Francis Jennings of Early American Literature wrote in his review of the book:

I must note how powerfully this book's prose carries a reader forward. Although Stannard disclaims intent for propaganda, he achieves it massively. He writes up a storm.

In my desire to stress what is praiseworthy, I have used up my assigned space, but I must at least mention Stannard's silly season efforts to blame Europeans' sadism on the sexual repression of Christianity...

== Personal life ==
Stannard was the longtime partner of Hawaiian nationalist, University of Hawaii professor emerita, and author Haunani-Kay Trask.

== Works ==
Stannard's published books include:
- Death in America (University of Pennsylvania Press, 1975),
- The Puritan Way of Death: A Study in Religion, Culture, and Social Change (Oxford University Press, 1977),
- Shrinking History: On Freud and the Failure of Psychohistory (Oxford University Press, 1980),
- Before the Horror: The Population of Hawaii on the Eve of Western Contact (University of Hawaii Press, 1989),
- American Holocaust: The Conquest of the New World (Oxford University Press, 1992), and
- Honor Killing: How the Infamous "Massie Affair" Transformed Hawaii (Viking Press, 2005).

The Puritan Way of Death was referred to in The New York Review of Books as one of the handful of books—and the only one by an American—that together constituted "the most original and important historical advance of the 1970s."

Shrinking History, published in 1980, was chosen by Psychology Today as one of the 'best books of the year'. His other writings have been translated into German, French, Spanish, Italian, Turkish, and Japanese.

In American Holocaust, he argues that the destruction of the aboriginal peoples of the Americas, in a "string of genocide campaigns" by Europeans and their descendants, was the most massive act of genocide in the history of the world.

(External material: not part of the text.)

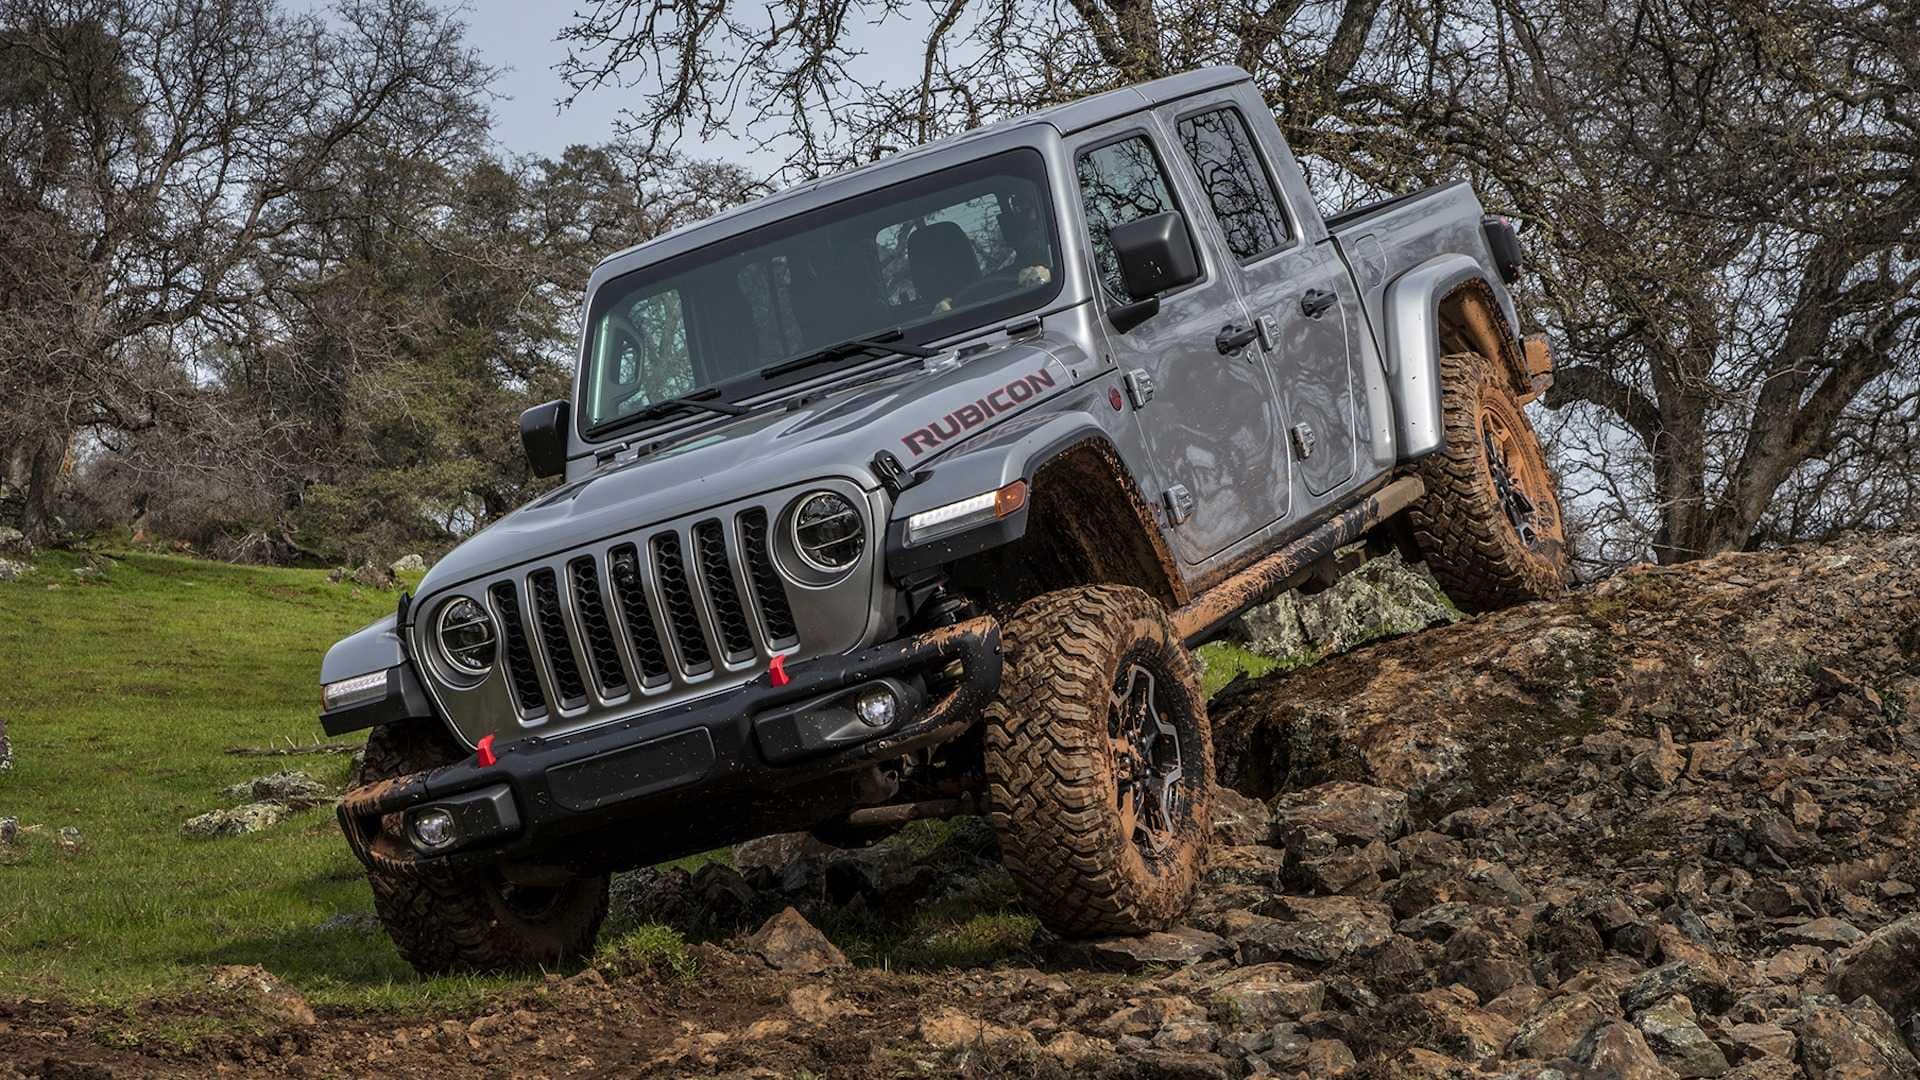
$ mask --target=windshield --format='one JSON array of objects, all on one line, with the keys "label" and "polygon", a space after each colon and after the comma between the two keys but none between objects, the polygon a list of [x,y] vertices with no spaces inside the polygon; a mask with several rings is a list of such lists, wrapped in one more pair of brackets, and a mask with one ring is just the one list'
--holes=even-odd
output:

Although praised by Howard Zinn, Vine Deloria, Dee Brown and others, Stannard's argument generated a great deal of critical commentary. He responded to much of it in a lengthy essay entitled "Uniqueness as Denial: The Politics of Genocide Scholarship", published in Is the Holocaust Unique?, edited by Alan S. Rosenbaum (Westview Press, 1996).

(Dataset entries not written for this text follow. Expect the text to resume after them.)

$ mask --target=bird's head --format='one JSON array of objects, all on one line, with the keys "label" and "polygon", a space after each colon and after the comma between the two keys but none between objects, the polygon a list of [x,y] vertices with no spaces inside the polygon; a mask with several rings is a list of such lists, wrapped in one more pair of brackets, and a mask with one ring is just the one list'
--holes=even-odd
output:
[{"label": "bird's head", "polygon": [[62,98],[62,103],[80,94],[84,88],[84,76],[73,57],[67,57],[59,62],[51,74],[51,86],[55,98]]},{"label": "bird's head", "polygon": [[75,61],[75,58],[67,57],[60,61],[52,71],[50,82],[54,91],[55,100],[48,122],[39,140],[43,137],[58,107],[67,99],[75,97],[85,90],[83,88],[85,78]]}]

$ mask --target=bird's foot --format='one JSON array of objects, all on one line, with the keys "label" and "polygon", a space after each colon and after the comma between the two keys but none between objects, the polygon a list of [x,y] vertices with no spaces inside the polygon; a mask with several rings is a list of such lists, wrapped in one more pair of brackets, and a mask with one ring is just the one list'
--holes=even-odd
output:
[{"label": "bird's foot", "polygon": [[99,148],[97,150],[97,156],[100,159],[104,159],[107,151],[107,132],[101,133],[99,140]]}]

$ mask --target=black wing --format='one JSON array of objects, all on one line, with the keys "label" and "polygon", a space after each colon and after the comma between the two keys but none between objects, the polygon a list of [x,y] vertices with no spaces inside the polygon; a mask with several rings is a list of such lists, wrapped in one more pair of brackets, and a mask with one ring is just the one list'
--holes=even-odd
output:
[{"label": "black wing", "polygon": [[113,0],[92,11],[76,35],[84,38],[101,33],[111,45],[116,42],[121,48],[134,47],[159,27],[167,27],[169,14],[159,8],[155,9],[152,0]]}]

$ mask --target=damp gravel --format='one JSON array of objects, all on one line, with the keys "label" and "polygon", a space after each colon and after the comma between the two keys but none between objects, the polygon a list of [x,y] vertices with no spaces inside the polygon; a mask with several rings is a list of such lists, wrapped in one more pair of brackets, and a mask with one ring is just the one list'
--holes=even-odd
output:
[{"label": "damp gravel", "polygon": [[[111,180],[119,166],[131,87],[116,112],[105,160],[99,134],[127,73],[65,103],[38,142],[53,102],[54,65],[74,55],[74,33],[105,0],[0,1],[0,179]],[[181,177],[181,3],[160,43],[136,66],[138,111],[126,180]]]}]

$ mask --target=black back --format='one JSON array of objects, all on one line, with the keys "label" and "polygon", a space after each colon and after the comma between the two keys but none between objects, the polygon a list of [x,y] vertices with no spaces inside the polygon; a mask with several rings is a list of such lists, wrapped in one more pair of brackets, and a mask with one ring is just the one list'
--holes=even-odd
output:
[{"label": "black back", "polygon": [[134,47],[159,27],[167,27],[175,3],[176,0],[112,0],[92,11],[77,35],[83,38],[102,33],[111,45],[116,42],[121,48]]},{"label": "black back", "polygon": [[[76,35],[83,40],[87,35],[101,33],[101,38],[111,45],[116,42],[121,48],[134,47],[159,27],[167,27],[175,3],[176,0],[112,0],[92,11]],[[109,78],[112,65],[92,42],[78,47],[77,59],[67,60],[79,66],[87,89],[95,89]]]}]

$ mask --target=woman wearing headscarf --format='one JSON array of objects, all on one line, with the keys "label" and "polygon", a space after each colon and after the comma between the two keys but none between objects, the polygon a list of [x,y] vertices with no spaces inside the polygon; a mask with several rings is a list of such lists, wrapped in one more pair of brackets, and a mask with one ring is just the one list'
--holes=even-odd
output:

Before the Horror has focused on Hawaii and the Pacific. Having dramatically and upwardly revised the estimated population of Hawaii at the time of Western contact from about 200,000 to between 800,000 and 1,000,000—a change that forced major rethinking about the entirety of Hawaii's history—that work is now being used as the foundation for re-examinations of indigenous population histories throughout the Pacific.

In 2005 Stannard's book Honor Killing used an infamous rape and murder case of the 1930s—one that involved Clarence Darrow arguing his final spectacular defense—to open up a detailed social and political examination of the Hawaiian Islands under US colonial rule. In its review The New York Review of Books described Honor Killing as "finely written and meticulously researched... a biopsy of the racist and imperial arrogance that are an integral, though seldom acknowledged, motif of the history of America."

== Awards ==
Stannard was the recipient of Guggenheim, Rockefeller, American Council of Learned Societies and other research fellowships and awards.